Twenty minutes later they walked into a dome-like chamber with curiously-textured non-reflective walls. Seats faced a series of display panels. As soon as they entered, the doors closed and the lights dimmed.
The big central 3D display lit up and Julia appeared. “There’s no need to be alarmed,” she said. “This presentation is pre-recorded and will take one hour. Whilst in this room you will not be able to access Axon and he will have no access to you. You are of age now, and will soon know everything.”
Julia walked away and Somerton stepped into view.
“For
over fifty years now,” he began, “we humans have tried to reach beyond the confines of our galactic arm. All but one attempt has failed, and that exception is not a happy story. Victor, you’re fond of asking ‘Why?’ and that’s the easiest of questions to answer. In four hundred years’ time a dense ball of dark matter eight light years in diameter will fly through our local systems. The gravitational consequences will be devastating. Stars will collide. Planets will fall into their suns or be flung into the outer darkness. Nothing can survive. Many such catastrophes have happened in the history of the universe, but this will be our catastrophe. Our only hope is to escape it, destroy it, or deflect it.
“This information is not known by many. The truth behind it has been systematically discredited for centuries. Scientists have been persuaded into public scepticism, sent into exile, or even killed. Yes – killed.
“Long ago people thought the end of the Earth could be escaped by building ark ships, and we have inhabited planets around seventeen nearby stars. But now, that seems futile. None can evade the invisible destruction which is coming.
“No human mind can control a ship like yours. We cannot build computers complex enough to do so. Consequently, we started to harness the billion-year work of evolution – we began to build larger and larger biological brains. Most of these have failed. One did not – but an error caused it to die of an infection, stranding its ship and crew ninety-seven light years away.
“Your first mission is to rescue that ship and what it contains, which is vital for the survival of the human race. You will be briefed in more detail on that later.
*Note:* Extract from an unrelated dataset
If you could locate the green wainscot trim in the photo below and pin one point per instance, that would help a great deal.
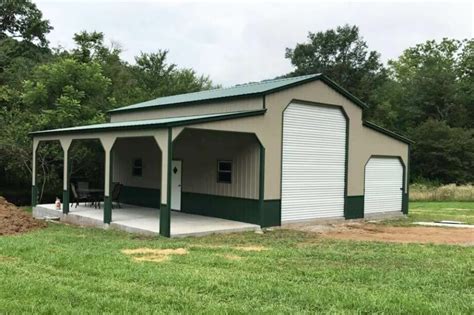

In the meantime, Axon trusts you, but you must be very careful. If you need to discuss things only between yourselves, come into this room.”
* *
Mariam lay awake in her cabin. Sleep refused to come. The simulations had come to an end, and the first real flight, their first defiance of the universe’s unfeeling indifference, was only twelve hours away. Restlessly, her hand strayed across her breasts, her nipples stiffening under her fingers, and then slid slowly down her stomach.